Женщина на одно утро. Щедрость пирата | страница 9



— Марко… — попытался вклиниться Андре, он протянул руку и положил ее на плечо брата, но тот резко дернул плечом, сбросив ладонь. Затем Марко запустил обе ладони в волосы, пригладил их и выпрямился.

— Ее отец отказался со мной встречаться, они запретили мне приходить к Одри в тюрьму. В тюрьму, Андре! Я не могу поверить, что произношу в одном предложении имя Одри и слово «тюрьма». А ты?

— Мне тоже не просто в это поверить, — отвернувшись, пробормотал Андре. — Я и подумать не мог.

— Странно, что ты не подумал об этом, не правда ли? Ты ведь спал с Одри, не так ли? Никого не пропускаешь. И как же ты не подумал, что я, твой брат, ее жених, имею право знать о таких вещах? — вопросы были риторическими, не требующими ответа. Боль и отчаяние разъедали Марко, делали его слепым и глухим ко всему. — Мне вообще кажется, что все, сказанное мне сегодня, — дурной сон. Может быть, я ослышался? Одри пыталась убить твою русскую женщину?

— Не стоит говорить так, словно меня тут нет, — напомнила я.

— Ничего личного… — пробормотал Марко, избегая моего взгляда.
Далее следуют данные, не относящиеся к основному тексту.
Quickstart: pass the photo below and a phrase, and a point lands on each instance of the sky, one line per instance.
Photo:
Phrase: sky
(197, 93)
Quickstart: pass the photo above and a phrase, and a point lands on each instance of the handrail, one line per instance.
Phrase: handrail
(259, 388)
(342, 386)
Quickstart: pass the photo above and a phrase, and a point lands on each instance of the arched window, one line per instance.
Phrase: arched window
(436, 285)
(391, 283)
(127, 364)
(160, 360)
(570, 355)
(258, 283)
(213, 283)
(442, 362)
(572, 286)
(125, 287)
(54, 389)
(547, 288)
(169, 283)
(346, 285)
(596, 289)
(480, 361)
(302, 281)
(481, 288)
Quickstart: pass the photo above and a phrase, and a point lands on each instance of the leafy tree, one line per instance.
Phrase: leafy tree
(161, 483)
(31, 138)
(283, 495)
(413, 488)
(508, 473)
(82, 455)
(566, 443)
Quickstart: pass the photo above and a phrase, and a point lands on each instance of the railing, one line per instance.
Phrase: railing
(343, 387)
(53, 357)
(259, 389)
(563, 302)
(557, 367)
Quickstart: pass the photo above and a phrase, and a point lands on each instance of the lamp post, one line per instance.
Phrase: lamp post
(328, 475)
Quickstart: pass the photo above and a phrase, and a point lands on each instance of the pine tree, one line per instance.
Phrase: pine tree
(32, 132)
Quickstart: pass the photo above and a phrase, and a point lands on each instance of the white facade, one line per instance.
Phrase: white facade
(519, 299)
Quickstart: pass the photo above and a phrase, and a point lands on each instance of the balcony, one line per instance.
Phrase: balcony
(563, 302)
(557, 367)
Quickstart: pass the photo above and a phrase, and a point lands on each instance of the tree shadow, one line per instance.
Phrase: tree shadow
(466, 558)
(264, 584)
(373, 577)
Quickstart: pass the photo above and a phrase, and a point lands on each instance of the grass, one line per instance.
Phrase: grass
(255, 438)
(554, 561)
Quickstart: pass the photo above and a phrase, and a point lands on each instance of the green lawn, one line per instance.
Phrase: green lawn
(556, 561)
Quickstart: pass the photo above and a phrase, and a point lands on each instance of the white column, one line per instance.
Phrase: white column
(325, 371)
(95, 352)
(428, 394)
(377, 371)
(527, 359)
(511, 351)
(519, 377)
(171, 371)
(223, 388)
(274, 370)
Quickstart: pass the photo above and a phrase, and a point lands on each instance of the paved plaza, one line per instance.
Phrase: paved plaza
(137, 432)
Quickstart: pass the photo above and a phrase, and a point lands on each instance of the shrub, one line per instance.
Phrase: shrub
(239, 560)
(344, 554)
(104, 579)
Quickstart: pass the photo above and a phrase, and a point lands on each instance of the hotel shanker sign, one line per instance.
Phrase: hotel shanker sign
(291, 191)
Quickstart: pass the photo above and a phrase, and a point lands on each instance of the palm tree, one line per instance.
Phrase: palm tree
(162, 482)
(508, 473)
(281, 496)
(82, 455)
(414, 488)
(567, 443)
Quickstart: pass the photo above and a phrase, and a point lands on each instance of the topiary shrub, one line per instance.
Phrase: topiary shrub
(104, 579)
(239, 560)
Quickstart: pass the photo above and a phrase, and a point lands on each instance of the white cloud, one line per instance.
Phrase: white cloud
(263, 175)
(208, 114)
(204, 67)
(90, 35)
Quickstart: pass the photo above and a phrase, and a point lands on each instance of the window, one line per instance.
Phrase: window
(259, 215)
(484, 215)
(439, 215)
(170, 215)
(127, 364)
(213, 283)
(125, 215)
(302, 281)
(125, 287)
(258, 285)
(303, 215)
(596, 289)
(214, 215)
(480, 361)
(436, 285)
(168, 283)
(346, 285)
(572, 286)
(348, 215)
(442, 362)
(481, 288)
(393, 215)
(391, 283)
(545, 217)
Теперь, когда нужно было выбирать между мной и рушащимся миром, он и сам, пожалуй, предпочел бы застрелить меня, если этим можно было бы сохранить все.

— Тут все личное, — возразила я. — Я стояла перед ней, и она целилась в меня из пистолета. Одри Шараф. В светлом платье, с загорелыми руками. Может мне кто-нибудь объяснит это?


Я покачивалась, не вставая с обшарпанного сиденья, сцепленного с другими — лавка в коридоре полицейского участка была антивандальной. Марко медленно повернулся ко мне и посмотрел на меня так, словно я была его врачом, только что объявившим, что у него рак.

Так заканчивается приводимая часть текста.